While the elite athletes haven’t commented on why they’re rocking kinesiology tape on the field, experts have a few ideas. Kinesiology tape is a breathable, stretchy tape that’s meant to improve circulation and muscle activation, says Rebecca Pudvah, DPT, CSCS, a physical therapist and board-certified orthopedic specialist at Athletico Physical Therapy. In theory, the tape will lift your skin and encourage better circulation of the lymph system, helping to boost blood flow, reduce swelling, or remove byproducts of exercise such as lactic acid, Pudvah says.

The sensation of the tape could also help players manage pain. Your brain can only receive one stimulus from a particular part of your body at a time, Pudvah says. A pain stimulus travels to your brain much slower than a sensory stimulus, such as the pressure of a piece of kinesiology tape, she explains. In turn, your brain will likely focus on the feeling of the tape gripping your skin on, for example, your knee and ignore the aches you’re feeling in the joint, she adds.

As the World Cup progresses, Pudvah expects to see athletes wearing kinesiology tape on their knees or hamstrings, which are stressed from running and kicking.
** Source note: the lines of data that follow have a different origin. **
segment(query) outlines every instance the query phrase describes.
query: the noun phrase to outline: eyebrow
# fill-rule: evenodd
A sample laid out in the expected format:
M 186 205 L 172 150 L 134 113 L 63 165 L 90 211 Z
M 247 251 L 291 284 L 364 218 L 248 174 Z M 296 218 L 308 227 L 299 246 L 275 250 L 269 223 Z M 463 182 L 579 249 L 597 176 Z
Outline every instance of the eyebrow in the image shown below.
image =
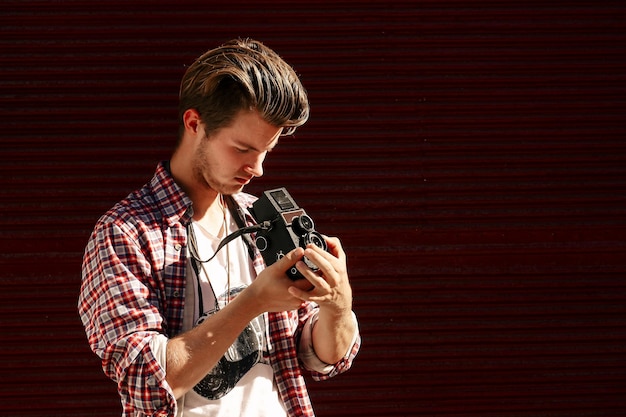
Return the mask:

For example, a player with hamstring tendonitis (inflammation in the tendons at the back of the thigh) may experience soreness or irritation while extending their knee, Pudvah says.

“If you applied some tape to that muscle to [improve] blood flow, you could see relief,” she explains. “Even the tactile feedback of just having something on you can distract you from the pain. [Kinesiology tape] would be a really good mechanism to use, especially if someone’s moving around — you’re not going to put a big, bulky brace on them.”

Researchers haven’t found much scientific evidence to support kinesiology tape’s sports-performance or pain-relief benefits, and the placebo effect may be at play. But there’s also not much risk to using it, Pudvah says. And for the athletes competing during the month-long World Cup — who may not be getting enough recovery time between games or need to play through an injury — a safe, low-stakes tool that makes them feel better, at least temporarily, can be worth a shot.